Growing up in Quincy, Florida, my earliest memories were of life on a tobacco farm. As a teenager, I decided that one day I would write a novel based on those memories and center it in a fictional North Florida town. Decades would pass before the publication of Unfinished Business, the origin story of Tom Williams and the first in my four-book series.
By the way, I am not the white kid you see in the picture above, which I pulled from https://www.floridamemory.com/items/show/345362.
My birth certificate lists my dad’s occupation as “farmer.” It fails to mention that he was the fourth generation of his family in that line of work. Sometime around my fourth birthday, we moved into town. He became a juvenile court counsellor and later a junior high teacher working with special needs kids.

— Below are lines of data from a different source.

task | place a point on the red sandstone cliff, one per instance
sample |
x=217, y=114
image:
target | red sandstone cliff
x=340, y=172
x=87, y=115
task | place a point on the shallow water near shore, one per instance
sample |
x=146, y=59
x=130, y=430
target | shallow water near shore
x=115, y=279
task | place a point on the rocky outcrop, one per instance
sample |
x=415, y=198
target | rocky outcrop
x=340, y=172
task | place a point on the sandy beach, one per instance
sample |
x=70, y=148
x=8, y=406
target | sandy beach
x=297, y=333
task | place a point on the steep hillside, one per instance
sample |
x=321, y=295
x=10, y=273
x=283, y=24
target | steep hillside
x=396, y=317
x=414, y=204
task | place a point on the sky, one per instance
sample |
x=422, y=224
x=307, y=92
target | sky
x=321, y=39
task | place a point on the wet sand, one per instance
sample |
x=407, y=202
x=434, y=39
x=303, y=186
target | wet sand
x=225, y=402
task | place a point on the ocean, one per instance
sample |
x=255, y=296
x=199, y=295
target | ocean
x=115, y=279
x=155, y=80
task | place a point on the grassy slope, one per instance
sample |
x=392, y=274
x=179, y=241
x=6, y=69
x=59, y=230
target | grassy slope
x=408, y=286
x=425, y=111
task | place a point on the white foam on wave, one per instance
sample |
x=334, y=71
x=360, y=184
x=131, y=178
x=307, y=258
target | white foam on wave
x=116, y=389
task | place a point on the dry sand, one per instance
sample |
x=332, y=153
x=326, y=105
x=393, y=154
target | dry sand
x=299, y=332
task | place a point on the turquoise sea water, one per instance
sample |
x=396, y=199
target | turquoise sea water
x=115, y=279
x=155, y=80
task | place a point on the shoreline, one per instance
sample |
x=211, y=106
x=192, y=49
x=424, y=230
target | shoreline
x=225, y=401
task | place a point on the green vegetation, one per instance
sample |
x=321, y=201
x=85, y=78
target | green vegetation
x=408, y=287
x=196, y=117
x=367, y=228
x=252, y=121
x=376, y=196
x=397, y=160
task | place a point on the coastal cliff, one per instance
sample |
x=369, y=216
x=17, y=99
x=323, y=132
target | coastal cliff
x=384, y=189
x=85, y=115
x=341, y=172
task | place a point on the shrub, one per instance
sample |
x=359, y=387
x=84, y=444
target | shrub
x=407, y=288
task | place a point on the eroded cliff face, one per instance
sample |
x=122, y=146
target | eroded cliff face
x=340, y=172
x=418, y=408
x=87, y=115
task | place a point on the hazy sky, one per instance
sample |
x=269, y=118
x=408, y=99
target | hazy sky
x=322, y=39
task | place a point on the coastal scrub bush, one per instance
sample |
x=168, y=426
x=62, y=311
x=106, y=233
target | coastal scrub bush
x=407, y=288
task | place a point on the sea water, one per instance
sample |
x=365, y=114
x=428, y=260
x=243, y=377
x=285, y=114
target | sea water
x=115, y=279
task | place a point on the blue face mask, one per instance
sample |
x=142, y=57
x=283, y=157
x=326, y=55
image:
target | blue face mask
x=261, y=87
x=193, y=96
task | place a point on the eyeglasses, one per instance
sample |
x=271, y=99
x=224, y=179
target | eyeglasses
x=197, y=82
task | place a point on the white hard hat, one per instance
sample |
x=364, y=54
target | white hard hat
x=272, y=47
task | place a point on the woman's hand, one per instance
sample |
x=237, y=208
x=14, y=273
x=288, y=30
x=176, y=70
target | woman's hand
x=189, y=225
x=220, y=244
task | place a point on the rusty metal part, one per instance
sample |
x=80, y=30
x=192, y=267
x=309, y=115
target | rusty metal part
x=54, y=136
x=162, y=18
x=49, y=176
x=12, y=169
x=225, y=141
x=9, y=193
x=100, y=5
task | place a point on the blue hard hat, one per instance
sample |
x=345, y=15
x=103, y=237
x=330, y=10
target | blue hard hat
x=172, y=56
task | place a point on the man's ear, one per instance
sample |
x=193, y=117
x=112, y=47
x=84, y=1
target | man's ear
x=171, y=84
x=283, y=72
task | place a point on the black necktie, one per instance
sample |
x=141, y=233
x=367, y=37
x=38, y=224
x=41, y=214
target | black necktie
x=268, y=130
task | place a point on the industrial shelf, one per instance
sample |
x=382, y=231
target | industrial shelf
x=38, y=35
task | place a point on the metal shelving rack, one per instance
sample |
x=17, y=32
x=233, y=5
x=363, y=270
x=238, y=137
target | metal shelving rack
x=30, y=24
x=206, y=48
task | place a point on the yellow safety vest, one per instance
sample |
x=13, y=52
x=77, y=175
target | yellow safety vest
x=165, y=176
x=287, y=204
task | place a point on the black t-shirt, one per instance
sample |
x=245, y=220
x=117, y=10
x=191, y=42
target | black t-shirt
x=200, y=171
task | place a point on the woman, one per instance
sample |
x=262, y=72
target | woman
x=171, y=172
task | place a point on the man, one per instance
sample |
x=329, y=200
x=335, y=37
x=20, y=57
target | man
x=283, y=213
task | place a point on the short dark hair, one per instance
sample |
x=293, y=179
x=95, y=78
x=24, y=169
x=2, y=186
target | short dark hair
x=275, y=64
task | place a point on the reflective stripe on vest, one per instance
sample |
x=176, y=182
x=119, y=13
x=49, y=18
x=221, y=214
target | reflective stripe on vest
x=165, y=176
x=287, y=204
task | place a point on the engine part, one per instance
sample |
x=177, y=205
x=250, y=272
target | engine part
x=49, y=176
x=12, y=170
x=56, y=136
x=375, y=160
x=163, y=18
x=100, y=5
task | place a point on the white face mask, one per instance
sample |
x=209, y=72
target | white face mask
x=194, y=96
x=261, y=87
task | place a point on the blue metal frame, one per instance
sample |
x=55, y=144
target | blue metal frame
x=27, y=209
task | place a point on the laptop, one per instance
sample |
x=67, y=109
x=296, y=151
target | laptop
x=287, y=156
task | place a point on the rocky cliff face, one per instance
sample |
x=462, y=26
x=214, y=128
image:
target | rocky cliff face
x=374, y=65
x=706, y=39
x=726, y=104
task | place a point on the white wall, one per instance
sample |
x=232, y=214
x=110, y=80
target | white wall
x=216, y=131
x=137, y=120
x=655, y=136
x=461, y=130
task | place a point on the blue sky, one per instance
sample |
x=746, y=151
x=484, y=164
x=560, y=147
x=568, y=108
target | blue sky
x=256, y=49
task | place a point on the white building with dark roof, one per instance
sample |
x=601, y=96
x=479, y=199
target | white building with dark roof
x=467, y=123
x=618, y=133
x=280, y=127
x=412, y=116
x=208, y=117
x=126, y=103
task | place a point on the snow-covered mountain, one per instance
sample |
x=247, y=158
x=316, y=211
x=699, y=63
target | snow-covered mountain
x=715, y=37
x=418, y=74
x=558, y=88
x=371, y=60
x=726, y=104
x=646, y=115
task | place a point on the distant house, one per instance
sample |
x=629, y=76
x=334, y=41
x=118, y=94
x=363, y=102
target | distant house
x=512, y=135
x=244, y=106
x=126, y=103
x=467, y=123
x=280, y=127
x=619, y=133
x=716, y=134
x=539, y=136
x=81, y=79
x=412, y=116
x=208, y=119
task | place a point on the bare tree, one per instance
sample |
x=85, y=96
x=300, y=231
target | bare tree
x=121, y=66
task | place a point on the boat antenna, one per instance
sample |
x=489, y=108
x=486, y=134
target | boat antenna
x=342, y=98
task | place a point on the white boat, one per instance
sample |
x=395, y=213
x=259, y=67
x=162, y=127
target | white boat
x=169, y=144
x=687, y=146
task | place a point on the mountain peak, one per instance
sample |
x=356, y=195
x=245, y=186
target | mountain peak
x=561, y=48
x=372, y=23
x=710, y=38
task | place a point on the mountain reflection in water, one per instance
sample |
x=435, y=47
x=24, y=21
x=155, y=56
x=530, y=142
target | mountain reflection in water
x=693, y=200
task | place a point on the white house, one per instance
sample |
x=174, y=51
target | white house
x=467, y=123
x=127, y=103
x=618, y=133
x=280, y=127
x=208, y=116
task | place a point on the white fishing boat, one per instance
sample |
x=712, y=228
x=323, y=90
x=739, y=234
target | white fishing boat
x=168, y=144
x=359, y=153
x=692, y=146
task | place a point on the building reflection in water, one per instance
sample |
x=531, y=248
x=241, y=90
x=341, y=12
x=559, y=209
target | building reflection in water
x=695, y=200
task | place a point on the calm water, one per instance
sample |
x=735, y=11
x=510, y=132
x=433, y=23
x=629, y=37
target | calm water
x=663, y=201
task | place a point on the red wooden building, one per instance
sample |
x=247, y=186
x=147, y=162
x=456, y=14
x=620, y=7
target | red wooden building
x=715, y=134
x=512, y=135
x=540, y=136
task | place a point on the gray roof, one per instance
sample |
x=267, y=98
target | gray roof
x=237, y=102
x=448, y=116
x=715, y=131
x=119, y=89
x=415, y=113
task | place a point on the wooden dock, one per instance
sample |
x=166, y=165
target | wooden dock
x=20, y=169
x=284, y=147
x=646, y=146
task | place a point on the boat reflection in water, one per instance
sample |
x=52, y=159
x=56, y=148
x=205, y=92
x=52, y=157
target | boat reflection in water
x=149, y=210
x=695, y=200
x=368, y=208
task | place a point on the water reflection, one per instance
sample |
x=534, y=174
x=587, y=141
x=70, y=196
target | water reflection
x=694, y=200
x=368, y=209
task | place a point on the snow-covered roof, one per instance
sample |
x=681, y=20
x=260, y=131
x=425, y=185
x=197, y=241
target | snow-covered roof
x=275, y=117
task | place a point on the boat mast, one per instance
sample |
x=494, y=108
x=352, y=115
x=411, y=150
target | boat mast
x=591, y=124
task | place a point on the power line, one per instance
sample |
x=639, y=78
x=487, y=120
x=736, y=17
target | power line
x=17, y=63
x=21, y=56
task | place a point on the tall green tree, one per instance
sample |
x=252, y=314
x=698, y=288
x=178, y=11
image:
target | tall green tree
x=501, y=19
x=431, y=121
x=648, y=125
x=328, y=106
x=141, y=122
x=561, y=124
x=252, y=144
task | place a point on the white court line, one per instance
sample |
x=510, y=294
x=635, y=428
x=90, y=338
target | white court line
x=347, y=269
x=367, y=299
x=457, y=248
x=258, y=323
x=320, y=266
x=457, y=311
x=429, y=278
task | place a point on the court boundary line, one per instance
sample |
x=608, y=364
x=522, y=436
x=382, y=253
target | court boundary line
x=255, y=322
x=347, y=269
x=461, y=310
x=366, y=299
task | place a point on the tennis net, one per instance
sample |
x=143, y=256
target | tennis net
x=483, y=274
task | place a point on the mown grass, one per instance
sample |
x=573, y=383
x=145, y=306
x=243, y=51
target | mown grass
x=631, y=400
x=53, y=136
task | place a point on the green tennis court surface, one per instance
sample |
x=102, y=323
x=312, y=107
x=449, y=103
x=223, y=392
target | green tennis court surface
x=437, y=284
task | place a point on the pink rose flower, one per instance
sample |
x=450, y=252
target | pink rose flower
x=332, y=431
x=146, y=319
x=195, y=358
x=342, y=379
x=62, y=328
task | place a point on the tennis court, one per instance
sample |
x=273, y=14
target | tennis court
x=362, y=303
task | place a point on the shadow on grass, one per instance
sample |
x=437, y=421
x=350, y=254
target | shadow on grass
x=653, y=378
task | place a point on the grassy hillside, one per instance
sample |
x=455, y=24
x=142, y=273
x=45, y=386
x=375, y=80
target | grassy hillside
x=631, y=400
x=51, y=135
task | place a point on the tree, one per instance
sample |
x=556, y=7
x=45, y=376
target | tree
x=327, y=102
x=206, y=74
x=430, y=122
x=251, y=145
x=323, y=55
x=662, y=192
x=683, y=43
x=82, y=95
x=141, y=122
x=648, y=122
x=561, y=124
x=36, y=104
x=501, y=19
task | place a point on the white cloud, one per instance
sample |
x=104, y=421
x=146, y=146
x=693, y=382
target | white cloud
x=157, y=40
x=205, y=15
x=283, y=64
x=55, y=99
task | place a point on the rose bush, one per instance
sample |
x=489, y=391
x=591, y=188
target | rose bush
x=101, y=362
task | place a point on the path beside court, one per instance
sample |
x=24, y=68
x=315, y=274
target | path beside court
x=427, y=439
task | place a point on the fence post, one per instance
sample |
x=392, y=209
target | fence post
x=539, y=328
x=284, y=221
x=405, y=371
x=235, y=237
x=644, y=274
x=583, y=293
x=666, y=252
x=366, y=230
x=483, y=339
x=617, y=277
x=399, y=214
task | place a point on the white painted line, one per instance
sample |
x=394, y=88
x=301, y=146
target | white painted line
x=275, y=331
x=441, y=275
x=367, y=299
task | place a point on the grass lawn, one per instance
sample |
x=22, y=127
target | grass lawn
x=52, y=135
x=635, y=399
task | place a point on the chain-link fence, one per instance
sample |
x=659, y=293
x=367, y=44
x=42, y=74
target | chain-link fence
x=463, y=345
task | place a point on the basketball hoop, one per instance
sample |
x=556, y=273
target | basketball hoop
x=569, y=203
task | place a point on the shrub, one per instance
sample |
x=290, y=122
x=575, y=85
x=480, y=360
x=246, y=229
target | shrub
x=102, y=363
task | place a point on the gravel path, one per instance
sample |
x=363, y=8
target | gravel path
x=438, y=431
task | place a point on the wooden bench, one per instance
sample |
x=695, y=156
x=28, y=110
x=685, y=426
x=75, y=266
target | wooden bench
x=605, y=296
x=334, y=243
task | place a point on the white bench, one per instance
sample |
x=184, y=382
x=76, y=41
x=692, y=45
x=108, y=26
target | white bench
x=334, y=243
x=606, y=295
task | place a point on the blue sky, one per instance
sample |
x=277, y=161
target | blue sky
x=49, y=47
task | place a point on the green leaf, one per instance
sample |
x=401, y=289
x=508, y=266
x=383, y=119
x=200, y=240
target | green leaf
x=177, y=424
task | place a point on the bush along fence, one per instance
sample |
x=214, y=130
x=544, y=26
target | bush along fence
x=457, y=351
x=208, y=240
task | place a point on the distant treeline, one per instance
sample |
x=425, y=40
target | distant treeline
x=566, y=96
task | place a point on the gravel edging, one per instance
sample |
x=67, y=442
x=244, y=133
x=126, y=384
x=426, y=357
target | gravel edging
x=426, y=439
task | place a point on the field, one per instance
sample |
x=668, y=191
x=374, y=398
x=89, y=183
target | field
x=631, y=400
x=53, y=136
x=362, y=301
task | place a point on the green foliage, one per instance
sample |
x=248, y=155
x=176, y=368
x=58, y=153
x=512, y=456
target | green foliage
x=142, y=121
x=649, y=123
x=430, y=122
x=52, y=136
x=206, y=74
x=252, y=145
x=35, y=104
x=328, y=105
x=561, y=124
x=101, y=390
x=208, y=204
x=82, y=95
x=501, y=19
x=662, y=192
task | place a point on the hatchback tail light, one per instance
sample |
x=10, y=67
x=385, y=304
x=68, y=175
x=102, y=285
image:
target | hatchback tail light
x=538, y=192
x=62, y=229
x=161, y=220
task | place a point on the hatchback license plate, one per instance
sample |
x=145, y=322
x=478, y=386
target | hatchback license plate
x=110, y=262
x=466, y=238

Like Tom Williams (and many of my friends), I spent my summers working in tobacco shades and barns like the ones below:
I earned thirty dollars a week for fifty hours work, coming home everyday bone-tired and smelling so bad I had to shed my clothes on the back porch. As anyone who has ever cropped tobacco will tell you, it’s a unique experience.
A few years after we moved away from Quincy, the tobacco farming business collapsed. Landowners turned to other crops and, ultimately, to pine trees. This move eliminated thousands of low skill jobs, some involving children as young as five. Like so many rural communities, Gadsden County is still reeling from the economic impact.